The installations were hidden behind the Marian Pavilion (the emergency location of Tram Quay) and despite the bad weather, they were well attended. So good themselves that many visitors drifted off because of too long a wait, the rest of the festival shouted.
Me and a hundred thousand
For 'Me and a hundred thousand' by Geertje van der Zee, I crawled into a tent and took a seat opposite another visitor. A large transparent screen hung between us. For ten hypnotic minutes, the light jumped and our faces melted off and on. An extraordinarily intimate process between myself and a neat older lady, who was having fun. Together, we created poses and temporarily shared an identity. The couple next to us sat dead still, undergoing the magic without manipulating it to their liking.
The installation may have been inspired by modernist Italian writer Pirandello's book 'Somebody, nobody and a hundred thousand', but the outcome was considerably more positive. In contrast to Pirandello's work where characters' struggles with their multiple identities or 'I's' often turned out negatively, Geertje van der Zee facilitated a playful encounter with this work, a moment in time when you are wordlessly together with someone for a moment, and less alone outside.
Rilke
Next to the blue tent was a yellow container-like house, where 'Rilke' by Alexandra Brother was set. An actor there made tea, peeled an apple and carried off my and my two groupmates' luggage. The walls were lined with photographs from visitors known and unknown to me. Their greatest fear was described on the picture. I remarkably often saw 'afraid of spiders' and 'claustrophobia' listed. The questions we were asked yielded (again) an intimate introduction to fellow visitors. For a seasoned (experiential theatre-goer like me does have an objection to this. I have often been asked about my biggest secret, my deepest fear, or the worst thing I have ever experienced. The danger lurking here was routine, that you can reel off your worst nightmare as standard repertoire.
Fortunately, this encounter added something extra, and was more than 'collect emotional stories and then make that impressive', which would have been (too) easy. The actor read us a letter by the German poet Rilke, thus mirroring the concept of 'loneliness' and questioning our answers with sternness, to be able to offer us the possibilities of a different perspective.
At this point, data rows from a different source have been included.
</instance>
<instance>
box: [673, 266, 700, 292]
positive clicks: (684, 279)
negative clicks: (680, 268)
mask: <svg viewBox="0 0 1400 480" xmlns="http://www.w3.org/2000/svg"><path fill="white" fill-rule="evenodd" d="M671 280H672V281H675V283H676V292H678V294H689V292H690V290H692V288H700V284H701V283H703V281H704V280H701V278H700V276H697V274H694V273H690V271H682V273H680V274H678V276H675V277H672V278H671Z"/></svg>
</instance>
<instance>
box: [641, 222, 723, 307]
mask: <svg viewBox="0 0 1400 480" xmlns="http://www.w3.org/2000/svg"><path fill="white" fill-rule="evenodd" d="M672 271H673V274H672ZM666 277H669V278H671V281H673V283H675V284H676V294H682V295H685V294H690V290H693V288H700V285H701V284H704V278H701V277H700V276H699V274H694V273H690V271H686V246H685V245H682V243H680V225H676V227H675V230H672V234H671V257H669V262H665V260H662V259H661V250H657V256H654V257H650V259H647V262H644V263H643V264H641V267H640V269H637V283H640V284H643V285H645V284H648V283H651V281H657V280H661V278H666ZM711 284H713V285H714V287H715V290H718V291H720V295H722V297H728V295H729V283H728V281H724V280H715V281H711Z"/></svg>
This setup had forged a bond with the other two visitors; after all, we knew each other's worst fears. The three of us brotherly shared a large umbrella, walking through the rain towards the festival grounds.
No fear
Fear should also be the theme of the performance ' Hello Angst' by 2014 Ton Lutz Prize winner Eva Line de Boer. It is that the title gives a hint of what it would be about. Otherwise, it would have been completely unclear what these five young people, each in a colourful outfit, were doing.
Taking turns, green, pink, yellow, blue and red entered a square blue canvas and put on a blindfold. After that, they did 'something', and evaluated that 'something' with each other. They spoke encouragingly to each other or attacked each other and voted for the best. The direction was tight, the fourth wall thick. The language was meaningless management coaching jargon, words that meant little without context. When the session ended, the five were alternated by a new, identically dressed group. A thought about fear, as with the installation ' Rilke', unfortunately the piece did not deliver for me. I did not feel fear and I did not see fear, let alone smell it. I was reminded of the festival's opening speech, in which theatre maker Freek Vielen encouraged Dutch makers to be less concerned with the ' how' and take more space for the 'what' and the 'why' of their work.
Therefore, it was unfortunate that the fringe programming (the Boulevard route) of this performance, namely dinner with the creator, had been cancelled, that evening. An introduction to the director might have generated insight or empathy for this examination of fear.